He nodded. “Basically.”
My mother was in the foyer calling up the stairs. “Bethany! Amber! Let’s go! Bring pajamas and a toothbrush with you! Sleepover with the grandmas!”
This code thing was escalating too quickly, right alongside my blood pressure. I stomped through the kitchen to stop the madness. “No, Mom. The girls aren’t going anywhere.”
Bethany was ready, plodding down the stairs with a pillow, her overnight bag over one shoulder, and a frown on her face. “Fine. I might as well stay home. My social life is dead now anyway.”
“Why?” I asked. “What’s wrong?”
“Hashtag That Barbara Marr, that’s what’s wrong. I can’t show my face in public.” Bethany paused on the bottom step, her frown turning into a major pout.
Amber flew down the stairs, scooting around Bethany and landing on the foyer floor in a panic. “I can’t go now, I have friends coming over.”
“Friends?” I swiveled my gaze to Amber, confused. “Did we talk about this?”
“It’s not a play date. They won’t stay long.”
The doorbell rang.
“There they are!” she squealed.
They? I wondered just how many friends Amber had invited over for this not-a-play-date.
Amber pulled the door open and a crowd of kids spilled into my foyer forcing my mother up against the wall and leaving Bethany stuck on the staircase. “They just want to meet you, Mommy.”
“See, Bethany,” I said. “Amber isn’t embarrassed of her mother. Her friends want to meet me.”
Before I could sort any more of the current chaos, a blonde girl nudged Bethany out of the way, popped up on the first stair, put her arm around me, lifted her cell phone, smiled, and snapped a selfie.
“Oh. My.

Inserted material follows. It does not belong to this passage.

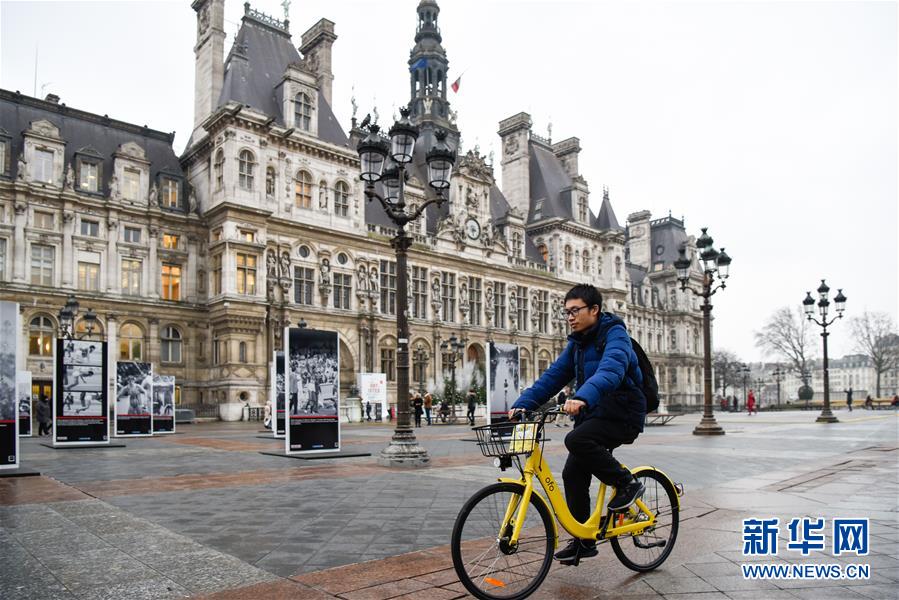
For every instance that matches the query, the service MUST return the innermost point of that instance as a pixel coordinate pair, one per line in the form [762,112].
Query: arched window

Okay.” I wasn’t sure I wanted to be selfied while still in my robe. I wasn’t sure I wanted to be selfied at all.
Bethany grunted and pounded up the stairs, her door slamming an instant later.

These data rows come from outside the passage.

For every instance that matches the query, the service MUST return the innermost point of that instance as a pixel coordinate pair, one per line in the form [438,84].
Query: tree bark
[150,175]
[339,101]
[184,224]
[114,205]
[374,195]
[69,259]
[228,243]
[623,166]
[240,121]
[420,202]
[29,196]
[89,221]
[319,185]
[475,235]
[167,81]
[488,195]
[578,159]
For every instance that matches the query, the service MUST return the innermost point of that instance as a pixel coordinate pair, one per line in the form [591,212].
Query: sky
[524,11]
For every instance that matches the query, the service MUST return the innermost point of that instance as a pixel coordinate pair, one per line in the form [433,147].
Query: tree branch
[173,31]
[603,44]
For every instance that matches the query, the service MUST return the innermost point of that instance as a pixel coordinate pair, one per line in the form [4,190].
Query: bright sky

“Thanks!” selfie girl said, jumping off the step.
“Children, please compose yourselves!” My mom shouted over the din of excited pre-adolescent chatter.
A curly-haired boy took her place and snapped his selfie before I could argue or say cheese. He sneezed on my arm then wiped away the nasal fluids with his hand.
“Yikes. Is anyone in your house sick?” I looked down at my arm in horror.
“Yeah, my brothers have the flu. Dad too.”
I stepped down and ushered the boy out of the door. “I don’t mean to be rude, but this is a flu-free zone. Back home you go.”
“Wait, I didn’t pay Amber my ten dollars,” he said, reaching into his pocket.
Uh-oh. What was my daughter up to?
I pointed the sick boy toward the sidewalk. “Your money is no good here. Home you go.” I turned. “Amber? Can I talk with you privately?”
Before she could respond, a girl I recognized from Amber’s class appeared at my side as if by some black magic. “Hi, Mrs. Marr! Thank you for doing this. You’re the coolest mom, ever!” The selfie was snapped.
“Yeah, yeah, yeah,” I said, corralling the kids toward the door. My mother stood on the stoop, directing the little social media wizards outside the house. “Cool mom is putting an end to the selfie parade.”
A chorus of disappointed “noooos” echoed through the foyer.
“Put your ten dollar bills back in your wallets and have a nice Saturday.”
I closed the door and gave Amber a stern look. “You were charging your friends for selfies? You’re nine years old, and I give you an allowance. What do you need money for?”
“I’m saving for college.”
“That’s years away.”
“Exactly. If I start now, I can pay for it myself. You and Daddy are always talking about how expensive it is to pay for Callie’s college.”
I didn’t know what was worse. The fact that I’d turned my nine-year-old into a capitalist fiend or that my nine-year-old daughter’s friends all seemed to have cell phones. She didn’t have one. What does a nine-year-old need a cell phone for?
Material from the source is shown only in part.